First, the business of cattle rearing is a private one, making it wear the garb of national business of government, is a huge anomaly. Second, many of these herders are not of Nigerian nationality. Because they are nomads, they have no fixed addresses.


They roam around, with AK-47 straddled to their shoulders, move their cattle from the North to the South, in search for feeds for their cattle. In the process, they get enlisted in kidnapping adventure, get easy money from ransom payment, abandon their cattle and end up accusing everyone of intolerance and rustling of their cattle.



When they no longer have cows to disguise, they enter school premises to take students for cows. They are taken out in huge numbers, and their promoters enter into the forest as chief negotiators, rationalising the reason for the pervading criminality.


This is Nigeria of 21st century, where criminals are lords, where laws are twisted to suit the infantile ego of the men of power.
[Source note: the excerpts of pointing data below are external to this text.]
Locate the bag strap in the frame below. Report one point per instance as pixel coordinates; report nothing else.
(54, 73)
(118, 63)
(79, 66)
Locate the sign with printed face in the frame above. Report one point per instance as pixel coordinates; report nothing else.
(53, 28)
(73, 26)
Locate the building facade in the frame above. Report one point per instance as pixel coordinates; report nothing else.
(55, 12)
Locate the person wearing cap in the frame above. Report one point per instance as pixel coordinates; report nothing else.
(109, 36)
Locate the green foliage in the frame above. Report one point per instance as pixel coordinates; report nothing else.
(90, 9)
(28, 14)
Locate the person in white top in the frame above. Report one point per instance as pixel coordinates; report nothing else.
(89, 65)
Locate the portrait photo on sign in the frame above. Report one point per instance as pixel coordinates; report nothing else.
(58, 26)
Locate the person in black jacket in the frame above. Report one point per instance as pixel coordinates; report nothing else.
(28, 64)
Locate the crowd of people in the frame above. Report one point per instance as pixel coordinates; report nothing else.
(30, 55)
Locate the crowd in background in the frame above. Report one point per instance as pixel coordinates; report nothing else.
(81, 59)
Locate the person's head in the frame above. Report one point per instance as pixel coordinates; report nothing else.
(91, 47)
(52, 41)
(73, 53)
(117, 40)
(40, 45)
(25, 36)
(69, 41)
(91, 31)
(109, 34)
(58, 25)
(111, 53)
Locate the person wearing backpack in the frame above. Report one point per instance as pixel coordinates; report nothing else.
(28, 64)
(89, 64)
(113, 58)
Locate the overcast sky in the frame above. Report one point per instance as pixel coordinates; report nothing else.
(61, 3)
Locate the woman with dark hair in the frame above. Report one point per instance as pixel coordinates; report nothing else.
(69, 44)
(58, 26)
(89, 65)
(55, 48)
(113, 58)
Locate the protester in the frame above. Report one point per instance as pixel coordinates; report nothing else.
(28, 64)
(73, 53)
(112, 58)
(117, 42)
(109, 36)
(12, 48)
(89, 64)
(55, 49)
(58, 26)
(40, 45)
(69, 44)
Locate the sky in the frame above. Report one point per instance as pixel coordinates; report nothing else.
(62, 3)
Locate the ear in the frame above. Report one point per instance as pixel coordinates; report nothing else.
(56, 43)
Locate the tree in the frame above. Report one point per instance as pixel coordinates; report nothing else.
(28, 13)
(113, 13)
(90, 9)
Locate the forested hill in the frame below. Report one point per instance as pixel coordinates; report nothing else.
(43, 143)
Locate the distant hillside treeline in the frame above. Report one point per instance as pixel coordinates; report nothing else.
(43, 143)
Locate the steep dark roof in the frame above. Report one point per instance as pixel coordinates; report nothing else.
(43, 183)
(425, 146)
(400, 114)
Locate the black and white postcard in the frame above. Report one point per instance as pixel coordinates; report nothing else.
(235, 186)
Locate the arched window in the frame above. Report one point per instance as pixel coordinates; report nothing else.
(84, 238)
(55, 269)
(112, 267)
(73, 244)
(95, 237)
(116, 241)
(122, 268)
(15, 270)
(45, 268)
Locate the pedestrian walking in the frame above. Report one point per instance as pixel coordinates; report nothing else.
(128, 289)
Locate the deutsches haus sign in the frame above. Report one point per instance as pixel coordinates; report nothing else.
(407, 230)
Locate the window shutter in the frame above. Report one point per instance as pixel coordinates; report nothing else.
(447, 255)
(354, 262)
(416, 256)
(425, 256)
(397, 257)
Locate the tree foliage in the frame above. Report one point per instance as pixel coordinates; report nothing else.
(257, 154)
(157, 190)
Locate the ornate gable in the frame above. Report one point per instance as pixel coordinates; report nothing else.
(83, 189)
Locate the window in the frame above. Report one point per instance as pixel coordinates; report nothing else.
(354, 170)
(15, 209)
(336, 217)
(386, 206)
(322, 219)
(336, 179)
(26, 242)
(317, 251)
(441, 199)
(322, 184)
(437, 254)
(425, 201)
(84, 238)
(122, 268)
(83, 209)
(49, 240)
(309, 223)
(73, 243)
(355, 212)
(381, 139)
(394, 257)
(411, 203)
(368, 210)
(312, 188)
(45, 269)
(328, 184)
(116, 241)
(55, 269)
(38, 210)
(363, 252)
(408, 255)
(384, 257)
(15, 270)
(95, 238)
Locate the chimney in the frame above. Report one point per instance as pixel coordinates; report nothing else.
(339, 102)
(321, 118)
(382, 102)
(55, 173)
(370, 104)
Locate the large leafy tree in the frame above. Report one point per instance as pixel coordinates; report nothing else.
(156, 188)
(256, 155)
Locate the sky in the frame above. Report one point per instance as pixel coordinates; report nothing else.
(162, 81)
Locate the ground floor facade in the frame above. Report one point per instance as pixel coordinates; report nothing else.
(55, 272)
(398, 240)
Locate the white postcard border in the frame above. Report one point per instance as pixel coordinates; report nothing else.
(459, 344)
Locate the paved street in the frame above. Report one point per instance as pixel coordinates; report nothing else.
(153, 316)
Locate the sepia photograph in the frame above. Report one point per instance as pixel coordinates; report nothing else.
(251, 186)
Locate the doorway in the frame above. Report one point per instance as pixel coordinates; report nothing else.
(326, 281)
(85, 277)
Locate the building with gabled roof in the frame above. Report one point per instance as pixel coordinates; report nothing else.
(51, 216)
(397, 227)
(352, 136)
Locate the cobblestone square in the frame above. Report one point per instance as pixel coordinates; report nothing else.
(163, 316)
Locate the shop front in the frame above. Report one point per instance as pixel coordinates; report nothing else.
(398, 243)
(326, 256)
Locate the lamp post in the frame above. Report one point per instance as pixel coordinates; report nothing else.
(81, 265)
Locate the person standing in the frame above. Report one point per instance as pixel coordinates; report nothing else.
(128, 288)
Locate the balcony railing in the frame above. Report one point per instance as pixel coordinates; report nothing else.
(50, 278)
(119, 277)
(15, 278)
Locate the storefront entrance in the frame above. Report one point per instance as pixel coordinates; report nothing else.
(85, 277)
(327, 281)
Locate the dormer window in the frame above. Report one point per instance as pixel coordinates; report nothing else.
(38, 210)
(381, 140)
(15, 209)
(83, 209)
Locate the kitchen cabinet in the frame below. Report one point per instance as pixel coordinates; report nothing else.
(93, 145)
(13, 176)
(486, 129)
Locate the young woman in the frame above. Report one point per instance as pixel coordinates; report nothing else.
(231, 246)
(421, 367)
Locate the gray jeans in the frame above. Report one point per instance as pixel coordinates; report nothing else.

The most biting irony of this whole madness is the ominous silence of the powersthat- be, a palpable feeling of abscondment from duty post, allowing us to engage in selfindulging endless twaddle.


Why has it become so difficult for the Federal Government to outlaw the Miyetti Allah Association? Why? Why?


Does this not suggest that there is some kind of ethnic solidarity and entitlement? Is this how we will continue to run from pillar to post as a people without a leader? Are we learning from Rwanda at all?


Does it require too much to assemble at the village square to dialogue on these issues? Is it the silence of the Commander-in-Chief that would help proffer solutions, or we have just been told to seek selfhelp?


Once the tongues are broken loose, that might signal the end of one Nigeria. We may continue to procrastinate on this, but the outburst won’t be good meal for anyone. President Buhari, help Nigeria to avoid war.